In a March 5 statement, Chief Rabbi David Lau acknowledged that the rabbinate has pushed for DNA testing “in a small number of cases.”

“It happens sometimes that someone claiming to be Jewish does not have the documentation to verify his claim, or alternatively there is a contradiction between his claims and what is discovered about him,” Lau said.

The rabbinate, he said, “would never force someone to do this, though.

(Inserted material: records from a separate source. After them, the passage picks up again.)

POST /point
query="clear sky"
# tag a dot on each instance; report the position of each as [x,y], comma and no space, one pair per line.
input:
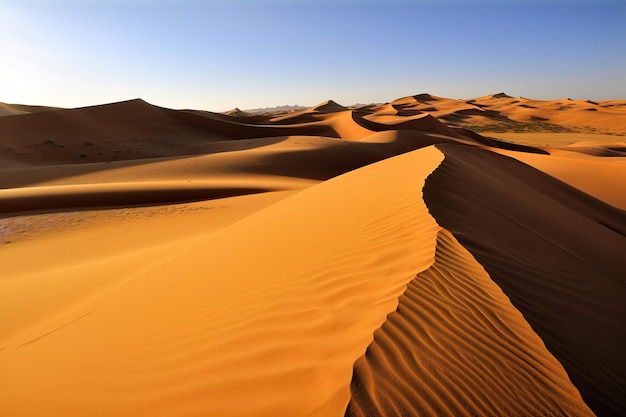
[220,54]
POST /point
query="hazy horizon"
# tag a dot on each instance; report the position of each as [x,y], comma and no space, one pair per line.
[218,55]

And it should be emphasized that a DNA test is not used to determine Jewish status in accordance with Jewish law and only to assist in the clarification process.”

Farber rejects Lau’s claim that the DNA tests are voluntary.

“Since there is a precondition to prove one’s Jewishness in order to get married, they are essentially denying someone a basic Jewish right,” Farber said. “The rabbinate’s use of DNA tests to prove a citizen’s Jewish identity is an affront to Judaism and also Zionism, which is built on the notion of the ingathering of the exiles. It discriminates against immigrants, particularly those from the former Soviet Union.”

Oleg Sidorov, left, with his wife, made many attempts to prove his Jewishness for the rabbinical court. Photo courtesy of Oleg Sidorov


The rabbinate has since placed Sidorov on a list of people who are not permitted to marry under the auspices of the rabbinate, which has sole authority over marriage in Israel.

There is no civil marriage.

He and his wife were married in a Jewish ceremony in Israel, but the marriage is not recognized by the rabbinate. Not long afterward the couple were civilly married in the nation of Georgia, which allowed them to register in Israel’s interior ministry as a married couple.

“I’ve passed beyond the point of anger, and now I’m just disappointed,” Sidorov said. “I know I’m a Jew. My mother is Jewish. My grandmother lit Shabbat candles even though she could have been imprisoned if her Ukrainian neighbors had reported her. If that doesn’t prove she is Jewish, I don’t know what does.”